Jennell, a busy interior decorator based in Washington, began coming to Luray for getaway weekends about a decade ago. He bought a house (stay tuned for more on that) and two years ago opened his store.
"I love to shop. It is my favorite thing to do," he told me, and with 10,000 square feet of space, he indulges himself and buys big: chandeliers, statuary and furniture in gargantuan dimensions, along with many items of less glandular proportions.
Jennell mixes new and old. High-end pieces from furniture makers such as Habersham, Baker and Henredon share space with antiques of every era and style, from French country to modern, neoclassical to Williamsburg.

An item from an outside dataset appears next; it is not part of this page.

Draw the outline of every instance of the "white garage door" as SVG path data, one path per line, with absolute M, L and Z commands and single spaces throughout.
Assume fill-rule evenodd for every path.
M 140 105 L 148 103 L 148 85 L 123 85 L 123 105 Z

Many of the items are highly decorated (gilded mirrors, coy nymphs, fainting couches, Chinese porcelain), but I particularly admired a plain, solid cherry armoire that Jennell said had been custom-built as a media center at a cost of $6,000; somehow, the piece had become orphaned and had come to him from one of his "pickers" who frequent estate sales and auctions up and down the East Coast. Jennell was asking $800.
I wondered how many casual tourists would be willing and able to drop that amount or, say, $2,500 on that intricately carved opium bed, which was long enough to sleep Yao Ming.
A few, maybe, but Jennell imports most of his customers along with his inventory. Some are referrals from the Inn at Little Washington, about 20 miles away. Others are design clients of his who come from Washington and New York.